UPDATE – Microsoft announced it will release an out-of-band security update today to patch a zero-day vulnerability in Internet Explorer, and that the patch will also be made available for Windows XP machines through Automatic Update. At the same time, researchers said they are now seeing attacks specifically targeting XP users.

Microsoft no longer supports XP as of April 8, and that includes the development and availability of security updates. But the about-face today speaks to the seriousness of the vulnerability, which is being exploited in limited targeted attacks, Microsoft said.

“The security of our products is something we take incredibly seriously. When we saw the first reports about this vulnerability we decided to fix it, fix it fast, and fix it for all our customers,” said Adrienne Hall, General Manager, Microsoft Trustworthy Computing.

The vulnerability affects IE 6 through IE 11, and allows hackers to remotely execute code. The exploits in the wild had only been used to target IE 9 through IE 11 and are being used in conjunction with an Adobe Flash exploit to compromise computers. However, on Thursday, researchers at FireEye said that they had begun seeing attacks against IE 8 running on Windows XP.

“Today, FireEye Labs can reveal a newly uncovered version of the attack that specifically targets out-of-life Windows XP machines running IE 8. This means that live attacks exploiting CVE-2014-1776 are now occurring against users of IE 8 through 11 and Windows XP, 7 and 8,” the FireEye researchers said.

“We have also observed that multiple, new threat actors are now using the exploit in attacks and have expanded the industries they are targeting. In addition to previously observed attacks against the Defense and Financial sectors, organization in the Government- and Energy-sector are now also facing attack.”

Kaspersky Lab principal researcher Kurt Baumgartner said today on the Securelist blog that the exploits in the wild are leading victims to the Pirpi remote access Trojan.

“The week of [April 20], attackers known to send very well crafted emails to high value targets made an attempt to redirect folks’ browsers to sites hosting the IE 0day,” Baumgartner wrote. “The goal of the attacks was to deliver a newer version of the years-old Pirpi RAT to compromised, victim systems by taking control of their browsers, and in turn, their systems and networks.”

Baumgartner urges users to update quickly, even though attacks are limited.

“Once the update and code is analyzed, it can easily be delivered into waiting mass exploitation cybercrime networks,” he wrote.

Despite making today’s patch available for XP users as well, Microsoft also recommends those users upgrade to new versions of Windows, Windows 7 or 8. Security experts, including U.S. CERT, recommended that users avoid using the maligned browser until a patch was made available.

The is the first out-of-band patch from Microsoft since last January when an IE security update was issued for zero-day vulnerabilities being exploited in watering hole attacks against manufacturing and government websites. For most zero-day vulnerabilities in IE and other Microsoft products, the company has been shipping Fix It tools as temporary mitigations, and recommending the use of the Enhanced Mitigation Experience Toolkit, or EMET, which provides mitigations for memory-corruption attacks.

Windows users who have Automatic Update enabled do not need to take any action to install today’s patch, Microsoft said.

Few details on the vulnerability or exploits were made available by Microsoft. The original advisory released on Sunday pointed to an issue in the VGX.DLL, a library used to render vector graphics in IE. Microsoft revised its advisory on Tuesday with additional guidance that IE users should run the browser in Enhanced Protected Mode for IE 10 and 11 as a workaround, as well as deploy and run EMET 4.1 or 4.0.

In addition, Microsoft recommended that admins unregister the VGX library, which meant that applications that render the Vector Markup Language (VML) used by the library would no longer do so.

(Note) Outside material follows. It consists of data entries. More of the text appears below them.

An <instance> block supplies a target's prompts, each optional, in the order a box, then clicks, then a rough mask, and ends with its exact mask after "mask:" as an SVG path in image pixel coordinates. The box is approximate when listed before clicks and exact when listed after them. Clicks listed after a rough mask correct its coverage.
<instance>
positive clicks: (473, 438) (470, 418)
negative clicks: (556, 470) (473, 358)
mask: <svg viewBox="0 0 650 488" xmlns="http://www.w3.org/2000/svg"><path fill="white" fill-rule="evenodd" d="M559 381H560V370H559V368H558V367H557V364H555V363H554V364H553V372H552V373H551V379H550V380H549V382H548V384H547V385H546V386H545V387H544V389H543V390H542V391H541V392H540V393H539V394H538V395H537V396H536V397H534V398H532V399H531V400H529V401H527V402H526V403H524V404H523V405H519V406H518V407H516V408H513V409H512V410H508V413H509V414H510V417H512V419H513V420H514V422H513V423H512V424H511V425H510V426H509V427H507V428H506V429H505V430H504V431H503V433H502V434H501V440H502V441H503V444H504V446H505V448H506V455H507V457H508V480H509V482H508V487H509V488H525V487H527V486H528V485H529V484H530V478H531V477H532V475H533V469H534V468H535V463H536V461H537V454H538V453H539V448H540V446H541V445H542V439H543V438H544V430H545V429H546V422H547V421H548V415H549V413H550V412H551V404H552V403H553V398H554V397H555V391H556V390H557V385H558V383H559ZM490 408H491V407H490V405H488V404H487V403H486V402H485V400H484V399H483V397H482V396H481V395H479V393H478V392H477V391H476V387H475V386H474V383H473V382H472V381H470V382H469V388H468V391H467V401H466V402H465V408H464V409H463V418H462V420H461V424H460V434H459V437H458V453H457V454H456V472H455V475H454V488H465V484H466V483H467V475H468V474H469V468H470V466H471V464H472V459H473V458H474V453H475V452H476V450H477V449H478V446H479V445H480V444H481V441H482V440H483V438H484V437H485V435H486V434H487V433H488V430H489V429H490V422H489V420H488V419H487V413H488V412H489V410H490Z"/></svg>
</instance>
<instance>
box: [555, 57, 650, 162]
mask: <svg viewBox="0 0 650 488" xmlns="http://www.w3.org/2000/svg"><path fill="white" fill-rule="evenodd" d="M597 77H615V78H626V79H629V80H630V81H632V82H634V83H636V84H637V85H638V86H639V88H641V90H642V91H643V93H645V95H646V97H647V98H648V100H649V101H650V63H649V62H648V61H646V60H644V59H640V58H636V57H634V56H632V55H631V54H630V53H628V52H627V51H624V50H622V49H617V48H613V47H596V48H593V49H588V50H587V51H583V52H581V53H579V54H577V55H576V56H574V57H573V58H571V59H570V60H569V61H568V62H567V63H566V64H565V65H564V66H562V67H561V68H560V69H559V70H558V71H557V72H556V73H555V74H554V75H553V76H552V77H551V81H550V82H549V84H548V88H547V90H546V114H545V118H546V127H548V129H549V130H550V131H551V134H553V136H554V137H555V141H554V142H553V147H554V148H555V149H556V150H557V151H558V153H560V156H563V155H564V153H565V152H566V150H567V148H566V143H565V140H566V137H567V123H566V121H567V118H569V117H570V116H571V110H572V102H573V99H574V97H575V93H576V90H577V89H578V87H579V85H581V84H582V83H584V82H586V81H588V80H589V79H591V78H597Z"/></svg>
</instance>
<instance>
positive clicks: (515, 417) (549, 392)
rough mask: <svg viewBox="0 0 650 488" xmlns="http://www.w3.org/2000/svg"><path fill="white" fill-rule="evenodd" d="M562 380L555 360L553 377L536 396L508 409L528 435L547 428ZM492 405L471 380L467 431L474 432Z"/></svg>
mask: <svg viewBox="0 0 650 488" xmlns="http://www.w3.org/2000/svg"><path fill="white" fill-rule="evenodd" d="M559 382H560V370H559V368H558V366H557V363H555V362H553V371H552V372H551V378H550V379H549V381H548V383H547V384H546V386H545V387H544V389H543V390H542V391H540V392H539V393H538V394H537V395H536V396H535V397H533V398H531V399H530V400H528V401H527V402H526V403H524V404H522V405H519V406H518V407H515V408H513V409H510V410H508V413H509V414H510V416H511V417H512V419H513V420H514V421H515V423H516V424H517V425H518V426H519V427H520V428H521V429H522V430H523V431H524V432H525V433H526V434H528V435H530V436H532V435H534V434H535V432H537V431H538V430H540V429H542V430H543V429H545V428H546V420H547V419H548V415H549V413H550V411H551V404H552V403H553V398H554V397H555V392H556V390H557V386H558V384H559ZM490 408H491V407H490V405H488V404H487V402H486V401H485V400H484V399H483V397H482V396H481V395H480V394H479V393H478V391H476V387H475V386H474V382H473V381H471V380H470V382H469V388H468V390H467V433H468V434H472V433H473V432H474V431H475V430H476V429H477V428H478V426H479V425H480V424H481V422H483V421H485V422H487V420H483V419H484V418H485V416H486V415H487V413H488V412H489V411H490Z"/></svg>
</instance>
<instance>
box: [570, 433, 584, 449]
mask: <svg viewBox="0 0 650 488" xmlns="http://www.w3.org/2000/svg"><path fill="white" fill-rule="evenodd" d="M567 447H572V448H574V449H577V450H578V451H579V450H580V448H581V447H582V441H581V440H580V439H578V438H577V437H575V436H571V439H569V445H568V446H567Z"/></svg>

Yesterday, meanwhile, researchers at Websense said they may have isolated two components within the VGX library that were being exploited. The researchers noticed a spike in VGX.DLL crashes in two particular spots, including a suspicious buffer overflow bug, that could be where attackers are focusing.

Application crashes are indicators of exploit activity in some cases, and researchers believe that either one could be what is being exploited in the wild.

This article was updated at 4 p.m. ET with additional information from Kaspersky Lab.